Regular Expressions

Python’s re module provides full regex support.

import re

Core Functions

Function	Description
`re.match(pattern, string)`	Match at the start of string
`re.search(pattern, string)`	Search anywhere in string
`re.findall(pattern, string)`	Return all matches as a list
`re.finditer(pattern, string)`	Return iterator of match objects
`re.sub(pattern, repl, string)`	Replace matches
`re.split(pattern, string)`	Split string on matches
`re.compile(pattern)`	Compile pattern for reuse

Basic Patterns

text = "Hello, my email is user@example.com and phone is 555-1234."

# Search for email
match = re.search(r'[\w.+-]+@[\w-]+\.\w+', text)
if match:
    print(match.group())   # user@example.com

# Find all numbers
nums = re.findall(r'\d+', text)
print(nums)   # ['555', '1234']

Pattern Syntax

Pattern	Meaning
`.`	Any character except newline
`\d`	Digit `[0-9]`
`\D`	Non-digit
`\w`	Word char `[a-zA-Z0-9_]`
`\W`	Non-word char
`\s`	Whitespace
`\S`	Non-whitespace
`^`	Start of string
`$`	End of string
`*`	0 or more
`+`	1 or more
`?`	0 or 1 (optional)
`{n}`	Exactly n times
`{n,m}`	Between n and m times
`[abc]`	Character class
`[^abc]`	Negated class
`(abc)`	Capturing group
`(?:abc)`	Non-capturing group
`a\|b`	a or b

Groups

text = "2024-01-15"
match = re.search(r'(\d{4})-(\d{2})-(\d{2})', text)
if match:
    print(match.group(0))  # 2024-01-15 (full match)
    print(match.group(1))  # 2024
    print(match.group(2))  # 01
    print(match.group(3))  # 15

Named Groups

match = re.search(r'(?P<year>\d{4})-(?P<month>\d{2})-(?P<day>\d{2})', "2024-01-15")
if match:
    print(match.group('year'))   # 2024
    print(match.groupdict())     # {'year': '2024', 'month': '01', 'day': '15'}

Substitution

text = "Hello World"
result = re.sub(r'\s+', '_', text)
print(result)   # Hello_World

# Using a function as replacement
def upper_match(m):
    return m.group().upper()

result = re.sub(r'\b\w+\b', upper_match, "hello world")
print(result)   # HELLO WORLD

Flags

# Case-insensitive
re.findall(r'hello', "Hello HELLO hello", re.IGNORECASE)
# ['Hello', 'HELLO', 'hello']

# Multiline — ^ and $ match start/end of each line
re.findall(r'^\d+', "123\n456\n789", re.MULTILINE)
# ['123', '456', '789']

# DOTALL — . matches newline too
re.search(r'start.*end', "start\nend", re.DOTALL)

Compiled Patterns

# Compile once, use many times
email_pattern = re.compile(r'[\w.+-]+@[\w-]+\.\w+')

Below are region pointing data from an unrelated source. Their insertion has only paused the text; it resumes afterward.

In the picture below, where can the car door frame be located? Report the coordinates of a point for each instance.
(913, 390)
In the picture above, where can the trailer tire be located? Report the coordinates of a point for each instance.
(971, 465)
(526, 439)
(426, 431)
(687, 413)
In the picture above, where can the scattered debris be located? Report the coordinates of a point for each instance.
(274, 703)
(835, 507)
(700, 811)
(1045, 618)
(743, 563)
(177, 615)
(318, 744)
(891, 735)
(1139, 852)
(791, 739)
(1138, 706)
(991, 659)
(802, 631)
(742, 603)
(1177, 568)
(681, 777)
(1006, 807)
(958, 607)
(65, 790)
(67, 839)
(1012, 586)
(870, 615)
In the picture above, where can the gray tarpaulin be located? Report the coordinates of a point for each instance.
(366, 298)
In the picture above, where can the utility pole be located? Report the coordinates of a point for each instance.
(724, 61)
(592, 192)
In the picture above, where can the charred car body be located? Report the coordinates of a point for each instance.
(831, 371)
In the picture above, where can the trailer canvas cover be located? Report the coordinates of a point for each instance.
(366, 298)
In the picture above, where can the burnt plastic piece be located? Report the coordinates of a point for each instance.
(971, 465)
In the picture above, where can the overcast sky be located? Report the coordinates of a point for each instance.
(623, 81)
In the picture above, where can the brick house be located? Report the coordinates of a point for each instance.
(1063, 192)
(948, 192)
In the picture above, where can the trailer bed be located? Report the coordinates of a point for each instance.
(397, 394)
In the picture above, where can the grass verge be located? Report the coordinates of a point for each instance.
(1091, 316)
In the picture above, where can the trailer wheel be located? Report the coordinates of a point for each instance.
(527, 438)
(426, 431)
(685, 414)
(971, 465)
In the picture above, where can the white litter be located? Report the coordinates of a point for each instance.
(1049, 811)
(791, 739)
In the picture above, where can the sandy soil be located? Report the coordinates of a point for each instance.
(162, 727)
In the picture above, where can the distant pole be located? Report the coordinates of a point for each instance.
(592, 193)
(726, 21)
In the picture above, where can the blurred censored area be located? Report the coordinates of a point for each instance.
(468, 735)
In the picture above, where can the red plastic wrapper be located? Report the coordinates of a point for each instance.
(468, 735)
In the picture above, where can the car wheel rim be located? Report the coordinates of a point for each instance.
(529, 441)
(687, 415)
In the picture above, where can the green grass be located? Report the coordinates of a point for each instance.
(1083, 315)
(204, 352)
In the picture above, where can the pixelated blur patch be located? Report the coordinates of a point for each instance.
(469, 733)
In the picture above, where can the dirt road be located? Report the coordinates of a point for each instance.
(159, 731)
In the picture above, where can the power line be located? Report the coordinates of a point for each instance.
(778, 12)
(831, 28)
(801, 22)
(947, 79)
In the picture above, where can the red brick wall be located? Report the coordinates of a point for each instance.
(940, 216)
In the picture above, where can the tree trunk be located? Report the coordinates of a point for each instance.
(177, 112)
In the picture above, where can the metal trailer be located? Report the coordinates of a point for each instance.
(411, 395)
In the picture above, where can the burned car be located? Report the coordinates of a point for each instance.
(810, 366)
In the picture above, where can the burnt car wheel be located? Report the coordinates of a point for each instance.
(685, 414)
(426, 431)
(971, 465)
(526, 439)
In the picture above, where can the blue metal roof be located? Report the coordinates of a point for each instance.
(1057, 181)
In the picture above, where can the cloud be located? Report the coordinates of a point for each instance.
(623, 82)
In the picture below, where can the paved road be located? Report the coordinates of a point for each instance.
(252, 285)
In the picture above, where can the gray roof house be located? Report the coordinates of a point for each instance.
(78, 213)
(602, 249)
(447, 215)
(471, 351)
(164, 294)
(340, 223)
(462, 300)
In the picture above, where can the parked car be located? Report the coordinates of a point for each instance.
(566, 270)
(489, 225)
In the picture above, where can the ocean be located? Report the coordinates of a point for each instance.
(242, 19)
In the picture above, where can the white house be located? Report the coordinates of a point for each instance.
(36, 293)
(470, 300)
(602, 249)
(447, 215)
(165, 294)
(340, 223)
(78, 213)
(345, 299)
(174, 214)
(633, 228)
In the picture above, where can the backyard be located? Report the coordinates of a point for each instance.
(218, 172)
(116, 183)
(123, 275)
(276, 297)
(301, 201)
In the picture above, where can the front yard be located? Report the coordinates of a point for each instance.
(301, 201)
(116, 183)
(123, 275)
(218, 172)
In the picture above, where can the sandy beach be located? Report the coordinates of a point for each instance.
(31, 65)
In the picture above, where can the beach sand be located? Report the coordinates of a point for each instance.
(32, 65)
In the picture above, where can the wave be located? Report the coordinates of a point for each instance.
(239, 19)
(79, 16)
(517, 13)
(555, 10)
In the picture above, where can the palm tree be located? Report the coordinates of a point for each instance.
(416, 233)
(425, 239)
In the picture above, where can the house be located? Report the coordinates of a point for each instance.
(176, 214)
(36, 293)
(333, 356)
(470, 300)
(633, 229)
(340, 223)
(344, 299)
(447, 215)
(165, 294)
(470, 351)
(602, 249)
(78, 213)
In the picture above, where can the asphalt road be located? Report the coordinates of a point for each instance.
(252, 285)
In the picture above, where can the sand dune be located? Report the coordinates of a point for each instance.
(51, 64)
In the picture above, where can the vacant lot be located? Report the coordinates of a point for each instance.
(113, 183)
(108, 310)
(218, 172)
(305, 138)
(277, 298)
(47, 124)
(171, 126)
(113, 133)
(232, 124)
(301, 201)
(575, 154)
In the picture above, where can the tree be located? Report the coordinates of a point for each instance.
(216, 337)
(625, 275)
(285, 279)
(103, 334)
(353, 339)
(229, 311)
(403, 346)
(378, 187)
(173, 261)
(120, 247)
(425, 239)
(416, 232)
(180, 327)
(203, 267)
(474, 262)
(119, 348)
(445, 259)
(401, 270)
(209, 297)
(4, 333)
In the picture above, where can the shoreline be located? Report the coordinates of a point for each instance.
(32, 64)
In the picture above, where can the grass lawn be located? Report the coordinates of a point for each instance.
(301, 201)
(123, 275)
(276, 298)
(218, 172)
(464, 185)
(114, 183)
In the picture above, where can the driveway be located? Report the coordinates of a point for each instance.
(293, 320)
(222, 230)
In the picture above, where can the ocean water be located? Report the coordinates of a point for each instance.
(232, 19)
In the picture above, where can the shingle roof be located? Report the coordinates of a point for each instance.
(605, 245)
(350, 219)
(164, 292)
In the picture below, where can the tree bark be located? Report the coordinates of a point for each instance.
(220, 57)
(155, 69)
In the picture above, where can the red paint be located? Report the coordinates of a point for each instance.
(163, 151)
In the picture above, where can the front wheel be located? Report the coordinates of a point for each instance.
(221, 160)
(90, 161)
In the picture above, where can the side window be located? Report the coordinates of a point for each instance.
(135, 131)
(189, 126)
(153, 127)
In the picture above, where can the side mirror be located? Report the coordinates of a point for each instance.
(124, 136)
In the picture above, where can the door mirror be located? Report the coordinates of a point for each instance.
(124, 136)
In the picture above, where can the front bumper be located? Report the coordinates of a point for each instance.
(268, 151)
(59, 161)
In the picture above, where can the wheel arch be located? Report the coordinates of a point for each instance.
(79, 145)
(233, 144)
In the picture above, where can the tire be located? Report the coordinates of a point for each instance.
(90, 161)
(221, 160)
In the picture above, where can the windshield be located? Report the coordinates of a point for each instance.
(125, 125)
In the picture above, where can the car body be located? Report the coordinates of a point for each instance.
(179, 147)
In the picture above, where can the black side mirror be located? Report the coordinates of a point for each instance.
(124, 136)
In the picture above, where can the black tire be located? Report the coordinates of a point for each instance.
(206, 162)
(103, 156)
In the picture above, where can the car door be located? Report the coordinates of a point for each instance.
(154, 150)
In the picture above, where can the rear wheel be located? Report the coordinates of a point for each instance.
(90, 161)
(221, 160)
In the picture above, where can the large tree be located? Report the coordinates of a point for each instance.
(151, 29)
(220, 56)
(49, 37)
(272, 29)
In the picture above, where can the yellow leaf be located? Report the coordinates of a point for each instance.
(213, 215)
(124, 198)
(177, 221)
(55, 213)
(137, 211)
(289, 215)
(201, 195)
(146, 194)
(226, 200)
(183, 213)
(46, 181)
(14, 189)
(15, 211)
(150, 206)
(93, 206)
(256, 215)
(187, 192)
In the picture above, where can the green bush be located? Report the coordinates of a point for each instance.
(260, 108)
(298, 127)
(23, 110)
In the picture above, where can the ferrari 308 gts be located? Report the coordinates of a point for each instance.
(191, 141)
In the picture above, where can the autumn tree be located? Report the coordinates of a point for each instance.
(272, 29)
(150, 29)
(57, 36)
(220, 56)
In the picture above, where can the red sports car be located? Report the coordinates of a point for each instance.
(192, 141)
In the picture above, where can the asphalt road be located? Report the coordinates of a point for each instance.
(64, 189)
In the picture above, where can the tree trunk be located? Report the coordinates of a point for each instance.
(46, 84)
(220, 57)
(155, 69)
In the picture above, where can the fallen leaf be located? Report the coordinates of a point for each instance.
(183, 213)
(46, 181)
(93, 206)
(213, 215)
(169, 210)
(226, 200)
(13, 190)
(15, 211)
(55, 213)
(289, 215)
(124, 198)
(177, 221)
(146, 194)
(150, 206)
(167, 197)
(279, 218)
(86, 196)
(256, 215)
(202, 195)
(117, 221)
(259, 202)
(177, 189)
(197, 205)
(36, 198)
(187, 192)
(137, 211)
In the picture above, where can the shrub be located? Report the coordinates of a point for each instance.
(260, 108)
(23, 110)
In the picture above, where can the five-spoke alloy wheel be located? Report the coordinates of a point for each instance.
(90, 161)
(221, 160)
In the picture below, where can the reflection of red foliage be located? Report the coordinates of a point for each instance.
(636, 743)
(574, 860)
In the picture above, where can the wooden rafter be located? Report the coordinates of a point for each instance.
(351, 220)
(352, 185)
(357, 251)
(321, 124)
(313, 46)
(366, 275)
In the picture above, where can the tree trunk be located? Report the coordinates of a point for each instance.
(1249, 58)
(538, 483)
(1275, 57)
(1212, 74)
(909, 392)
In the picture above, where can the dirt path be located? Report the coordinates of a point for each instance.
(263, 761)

emails = ["user@example.com", "bad-email", "admin@site.org"]
valid = [e for e in emails if email_pattern.match(e)]

Common Patterns

# Email
r'[\w.+-]+@[\w-]+\.\w+'

# URL
r'https?://[\w/:%#\$&\?\(\)~\.=\+\-]+'

# Phone (US)
r'\(?\d{3}\)?[-.\s]?\d{3}[-.\s]?\d{4}'

# IP address
r'\b(?:\d{1,3}\.){3}\d{1,3}\b'

# Hex color
r'#[0-9a-fA-F]{6}\b'

# Slug
r'^[a-z0-9]+(?:-[a-z0-9]+)*$'